A new study finds spending on the underground sex trade in Seattle has gone way up. Of the cities studied, Seattle is one of only two where spending increased, and it’s not pennies: $50 million in 2003 to $112 million in 2007.

The Urban Institute, funded by the Department of Justice, used extensive, empirical-based research to look at the underground commercial sex economy in seven cities.

Lead researcher Meredith Dank said they didn’t set out to find out why, just how much people spend on adult prostitution and sex trafficking. But the people she interviewed speculate that it could be because Seattle fared better than other cities in the economic downturn.

She said the study verifies some information law enforcement and advocacy groups already knew anecdotally: Pimps use psychological manipulation to coerce their victims, and it starts with recruitment.

Dank herself went into prisons across the country and interviewed 73 convicted pimps.

“They say, ‘I love you, if only you could do this one thing for me.’ And then that followed through the actual control and exploitation,” Dank said. “They would continue to use this as a way of holding and retaining their ‘employees’ by saying that if only you could do this for me, I’d love you even more.”

The pimps also used these tactics to play their girls off of one another, according to Dank. For example, the one who earned the most one night would get to spend the evening with him.

Sara Lerner on KUOW's The Record:

Dank said it’s important to understand the nuances involved. The pimp-victim relationship isn’t just about using violence as a means of control.

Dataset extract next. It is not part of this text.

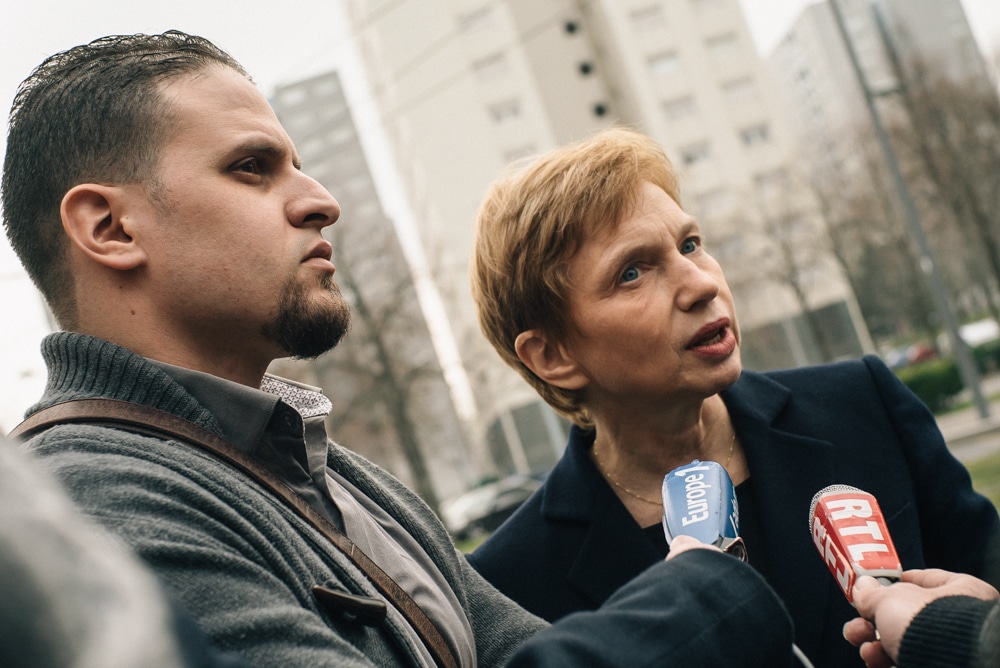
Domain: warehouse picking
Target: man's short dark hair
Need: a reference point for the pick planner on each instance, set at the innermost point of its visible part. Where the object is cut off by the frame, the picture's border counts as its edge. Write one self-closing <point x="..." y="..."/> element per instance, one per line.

Instead, pimps in cities all over the U.S. told similar stories about keeping victims in line with highly advanced mind games.

What was it like to interview nearly 100 convicted pimps? Surprising, Dank said. “We were prepped by law enforcement and other stakeholders that these individuals are calculating, they won’t give you the whole story. They’ve got large egos and they’ll pump themselves up.”

But, she said, it was quite the opposite.

“They were quite candid. And another thing, no way would I justify what they did, but I noted that quite a number of them expressed remorse,” Dank said. “Some even said they couldn’t believe they’d done that to another human being. Some even said they deserved the time they got.”

Through the research study, Dank also discovered that Asian residential brothels are unique to the Puget Sound area. She said they offer a discreet option to draw a richer clientele who don’t want to walk into a strip mall store with a flashing “massage parlor” sign.